Case Name: CHARLES R. ARMSTRONG, Appellant, v. THE STATE OF NEVADA, Respondent
Court: Supreme Court of Nevada
Jurisdiction: Nevada
Decision Date: 1980-02-06
Citations: 96 Nev. 175
Docket Number: No. 10943
Parties: CHARLES R. ARMSTRONG, Appellant, v. THE STATE OF NEVADA, Respondent.
Judges: 
Reporter: Nevada Reports
Volume: 96
Pages: 175–176

Head Matter:
CHARLES R. ARMSTRONG, Appellant, v. THE STATE OF NEVADA, Respondent.
No. 10943
February 6, 1980
605 P.2d 1142
Norman Y. Herring, State Public Defender, and J. Gregory Damm, Deputy Public Defender, Carson City, for Appellant.
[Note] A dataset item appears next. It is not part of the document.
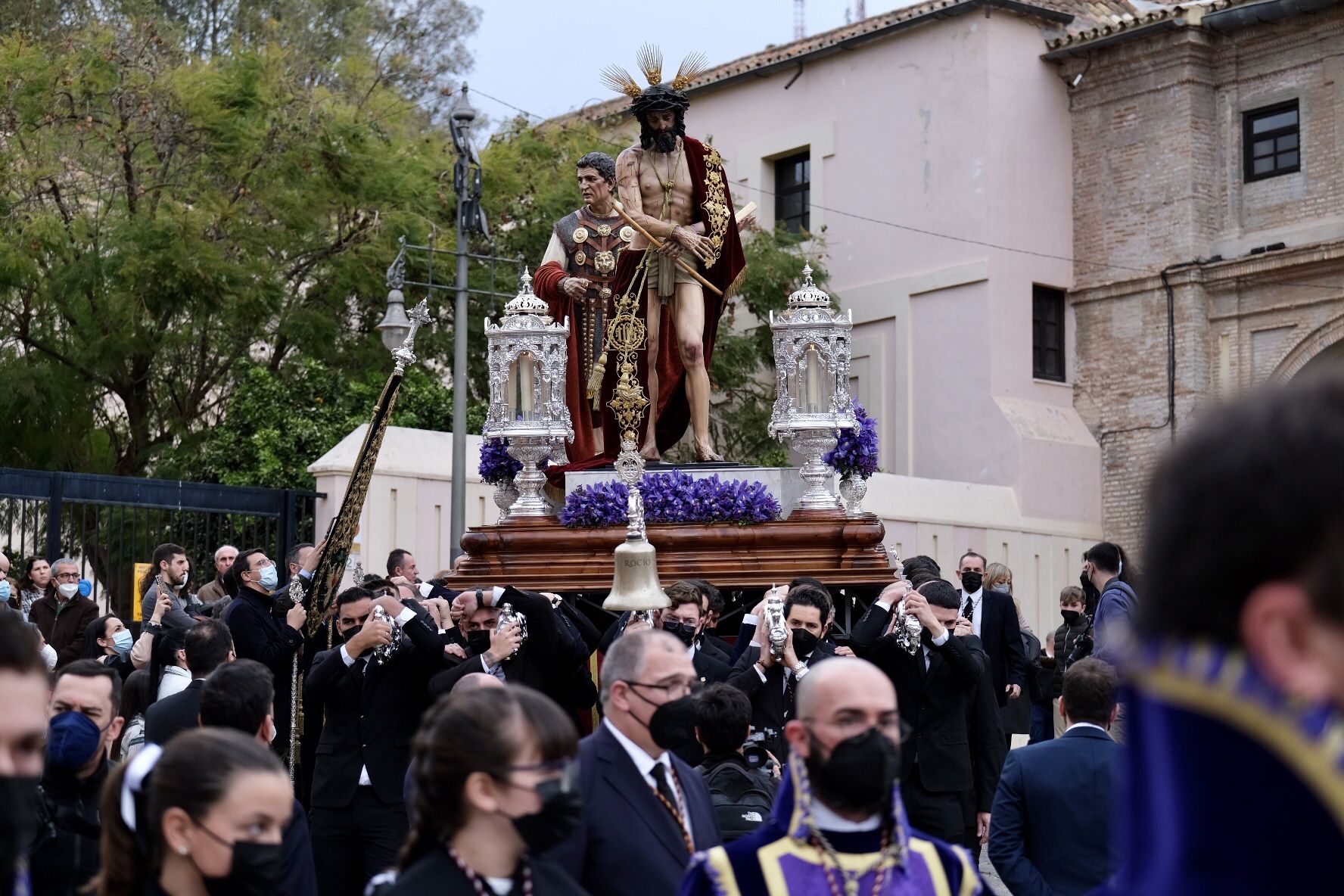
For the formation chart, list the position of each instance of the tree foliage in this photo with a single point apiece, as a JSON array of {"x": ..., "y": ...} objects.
[{"x": 178, "y": 209}]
Richard H. Bryan, Attorney General, Carson City; David B. Small, District Attorney, and Frann Moore, Deputy District Attorney, Carson City, for Respondent.

Opinion:
OPINION
Per Curiam:
Charles R. Armstrong appeals from the denial of his motion for a new trial. Appellant was convicted of the infamous crime against nature for the commission of an act of sodomy upon a seventeen year old.
Appellant asserts that a new trial is required because the State had not made available for his defense a laboratory report on a pair of underpants worn by the victim showing that no vaseline-type substance was discovered on the underpants. At trial, the victim had testified that appellant had smeared a vaseline-type substance "all over my back." It is appellant's contention that the new evidence would have been instrumental in impeaching the victim, whose testimony had been instrumental in the identification of appellant. A report verifying the presence of sperm in the victim's rectum confirmed that an.act of sodomy had occurred.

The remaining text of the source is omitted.